Im anderen Zimmer stand das Bett. So etwas hatte Clarissa nie zuvor gesehen. Vier kunstvoll gedrechselte Pfosten stützten einen Baldachin aus Spitze und schwerem rotem Stoff mit einem großzügigen Goldmuster. Die Tagesdecke zeigte dasselbe Muster. Das Bett war riesig. Es fiel ihr schwer, sich vorzustellen, wozu es so groß sein mußte.

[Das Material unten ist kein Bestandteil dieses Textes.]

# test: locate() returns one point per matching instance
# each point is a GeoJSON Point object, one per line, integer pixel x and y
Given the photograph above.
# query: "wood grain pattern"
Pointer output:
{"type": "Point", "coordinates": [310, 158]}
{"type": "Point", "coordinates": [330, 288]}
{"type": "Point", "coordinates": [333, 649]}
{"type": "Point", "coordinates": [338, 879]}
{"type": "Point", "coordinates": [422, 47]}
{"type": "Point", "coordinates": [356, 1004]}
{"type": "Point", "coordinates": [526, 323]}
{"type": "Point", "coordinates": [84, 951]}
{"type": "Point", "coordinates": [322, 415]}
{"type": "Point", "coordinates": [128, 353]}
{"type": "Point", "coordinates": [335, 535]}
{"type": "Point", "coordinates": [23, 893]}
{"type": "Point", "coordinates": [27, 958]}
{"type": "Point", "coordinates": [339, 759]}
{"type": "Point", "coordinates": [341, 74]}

»Nun«, meinte Nathan, als er wieder in das Schlafzimmer geschlendert kam, »ich denke, das sollte wohl genügen.«

Clarissa kicherte. »Nathan, selbst ein König wäre hocherfreut, in einem solchen Zimmer zu schlafen.«

Nathans Gesicht bekam einen gelangweilten Ausdruck. »Mag sein. Aber ich bin mehr als ein König. Ich bin ein Prophet.«

Ihr Lächeln verschwand, und plötzlich wurde sie ernst. »Ja. Ihr seid wirklich mehr als ein König.«

Nathan machte eine Runde durch das Zimmer und löschte die meisten des Dutzends Lampen. Die neben dem Bett und die auf dem Kleiderständer ließ er brennen.

Er drehte sich halb herum und zeigte in das andere Zimmer. »Ich werde dort auf dem Sofa schlafen. Ihr könnt das Bett nehmen.«

»Ich werde mich auf das Sofa legen. Ich würde mich in einem solchen Bett nicht wohl fühlen. Ich bin eine einfache Frau und soviel Luxus nicht gewöhnt. Ihr schon.«

Nathan legte ihr die Hand an die Wange. »Gewöhnt Euch daran. Nehmt das Bett. Der Gedanke, eine so bezaubernde Dame müsse auf einem Sofa schlafen, würde mir Unbehagen bereiten. Ich bin ein Mann von Welt, mir macht das nichts aus.« Er verneigte sich großartig von der Tür aus. »Schlaft gut, meine Liebe.« Die Tür bereits halb geschlossen, hielt er inne. »Ich möchte mich für die Blicke entschuldigen, die Ihr zu ertragen hattet, Clarissa, und für das, was die Leute aufgrund meiner Geschichte von Euch gedacht haben mögen.«

Er war wirklich ein feiner Herr.

»Ihr braucht Euch nicht zu entschuldigen. Eigentlich hat es Spaß gemacht, so zu tun als ob – als wäre ich eine Schauspielerin auf einer Bühne.«

Er hatte dieses Funkeln in den Augen, und er lachte und warf sich sein Cape über die Schultern. »Nicht wahr, es hat wirklich Spaß gemacht, all diese Leute in dem Glauben zu lassen, wir seien eigentlich jemand ganz anderes?«

»Vielen Dank für alles, Nathan. Ihr habt mir heute das Gefühl gegeben, hübsch zu sein.«

»Ihr seid hübsch.«

Sie lächelte. »Das waren nur die Kleider.«

»Wahre Schönheit kommt von innen.« Er zwinkerte. »Schlaft gut, Clarissa. Ich habe einen Schutzschild vor der Tür angebracht, damit niemand hereinkommen kann. Fühlt Euch wie zu Hause, hier seid Ihr sicher.« Leise schloß er die Tür.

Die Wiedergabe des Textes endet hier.